On graduation, send instruction tag to active list to set done bit, free old physical-logical mapping.
On exception, restore old mappings from active list

(c) [7 pts] Describe a mechanism by which such a processor may track dependencies between pending loads and stores in the address queue.

The address queue uses a 16x16 matrix to track dependencies between load and store instructions in the queue. Matrix tracks instructions that load the same bytes as a pending store instruction.
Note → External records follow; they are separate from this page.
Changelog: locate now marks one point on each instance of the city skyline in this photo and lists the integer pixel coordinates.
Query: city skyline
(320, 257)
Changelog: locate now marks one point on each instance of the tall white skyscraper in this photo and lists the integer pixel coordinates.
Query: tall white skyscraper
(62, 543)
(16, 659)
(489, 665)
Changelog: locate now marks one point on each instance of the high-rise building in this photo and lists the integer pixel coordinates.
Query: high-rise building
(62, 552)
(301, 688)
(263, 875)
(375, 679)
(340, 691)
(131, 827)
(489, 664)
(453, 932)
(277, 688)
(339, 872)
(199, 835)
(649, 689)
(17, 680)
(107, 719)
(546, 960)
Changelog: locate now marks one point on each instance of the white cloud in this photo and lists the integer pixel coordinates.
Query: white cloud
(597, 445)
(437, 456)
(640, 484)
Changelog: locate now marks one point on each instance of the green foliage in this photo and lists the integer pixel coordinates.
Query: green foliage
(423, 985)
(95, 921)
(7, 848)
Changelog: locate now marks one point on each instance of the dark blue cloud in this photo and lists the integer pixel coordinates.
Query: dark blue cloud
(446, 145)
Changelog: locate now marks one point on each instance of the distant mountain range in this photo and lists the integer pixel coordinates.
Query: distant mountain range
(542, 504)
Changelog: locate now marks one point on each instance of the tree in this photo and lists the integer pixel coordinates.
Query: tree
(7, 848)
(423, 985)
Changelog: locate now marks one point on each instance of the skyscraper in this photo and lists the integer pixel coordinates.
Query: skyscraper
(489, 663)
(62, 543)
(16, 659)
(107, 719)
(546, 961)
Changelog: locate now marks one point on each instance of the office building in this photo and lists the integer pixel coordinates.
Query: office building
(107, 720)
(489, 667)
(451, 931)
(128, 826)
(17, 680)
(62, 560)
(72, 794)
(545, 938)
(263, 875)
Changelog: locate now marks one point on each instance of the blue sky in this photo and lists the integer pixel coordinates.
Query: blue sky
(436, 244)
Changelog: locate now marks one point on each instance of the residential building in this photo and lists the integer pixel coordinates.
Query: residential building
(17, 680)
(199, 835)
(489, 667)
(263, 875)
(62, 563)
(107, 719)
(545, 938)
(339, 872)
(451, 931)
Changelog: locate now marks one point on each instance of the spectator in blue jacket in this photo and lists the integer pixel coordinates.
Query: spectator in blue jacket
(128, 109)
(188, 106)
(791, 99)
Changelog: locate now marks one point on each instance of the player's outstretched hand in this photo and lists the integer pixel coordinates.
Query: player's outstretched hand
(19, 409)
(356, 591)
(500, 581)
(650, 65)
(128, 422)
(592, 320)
(d) [7 pts] The MIPS R10000 currently has 1 FP adder and 1 FP multiplier. What are the additional hardware components we need to add if we wanted to add an additional FP unit?

Additional register file read/write ports (2 read, 1 write), bypass paths from FPU to queue operands

(e) [6 pts] For an instruction that depends on a load instruction, MIPS R10000 tentatively issues the instruction one cycle before it is executed, while the load reads the data cache. What is the load latency in this case? What would happen if the load fails?

2 cycle load latency. If load fails, instruction is aborted
1 Appendix: Simplified Vector Processor ISA

Note: $VL$ stands for the vector length and $VE$ stands for the vector element size. Vector, scalar, and mask registers are denoted by the $v$, $r$, and $f$ prefix, respectively (e.x. $vd$, $rs1$, $fs1$).

- $vld\ vd,\ (rs1)$: loads consecutive $VL$ values of size $VE$ from memory located at $R[rs1]$ into vector register $vd$, i.e. $vd = Mem[R[rs1]]$

- $vld\ vd,\ vs1$: loads $VL$ values from memory located at the elements of vector register $vs1$ (i.e. each element of $vs1$ is a memory address to load from) into vector register $vd$, i.e. $vd = Mem[vs1]$

- $vst\ vd,\ (rs1)$: stores consecutive $VL$ values of size $VE$ from vector register $vd$ into memory located at $R[rs1]$, i.e. $Mem[R[rs1]] = vd$

- $vst\ vd,\ vs1$: stores values from vector register $vd$ into memory located at the elements of vector register $vs1$ (i.e. each element of $vs1$ is a memory address to store to) i.e. $Mem[vs1] = vd$

- $vst\ vd,\ (rs1),\ imm$: stores the first consecutive $imm$ values of size $VE$ from vector register $vd$ into memory located at $R[rs1]$, i.e. $Mem[R[rs1]] = vd$

- $vadd\ vd,\ vs2,\ vs1$: adds $vs1$ to $vs2$ into $vd$ element-wise, i.e. $vd = vs1 + vs2$

- $vsub\ vd,\ vs2,\ vs1$: subtracts $vs2$ from $vs1$ into $vd$ element-wise, i.e. $vd = vs1 - vs2$

- $vmul\ vd,\ vs2,\ vs1$: multiplies $vs1$ by $vs2$ into $vd$ element-wise, i.e. $vd = vs1 * vs2$

- $vdiv\ vd,\ vs2,\ vs1$: divides $vs1$ by $vs2$ into $vd$ element-wise, i.e. $vd = vs1 / vs2$

- $vredsum\ vd,\ vs1$: reduces the sum of elements of $vs1$ into the first element of $vd$ i.e. $vd[0] = \sum_{i=0}^{VL} vs1[i]$

- $vgt\ vs1,\ fd$: for each bit in the mask register $fd$, sets the bit to 1 if the corresponding element in $vs1$ is greater than 0; otherwise, sets the corresponding bit to 0 in the mask register, i.e. $fd[i] = vs1[i] > 0 ? 1 : 0$ for $i$ from 0 to $VL$

Note that after this instruction, $vd$ will now be masked for any future instructions.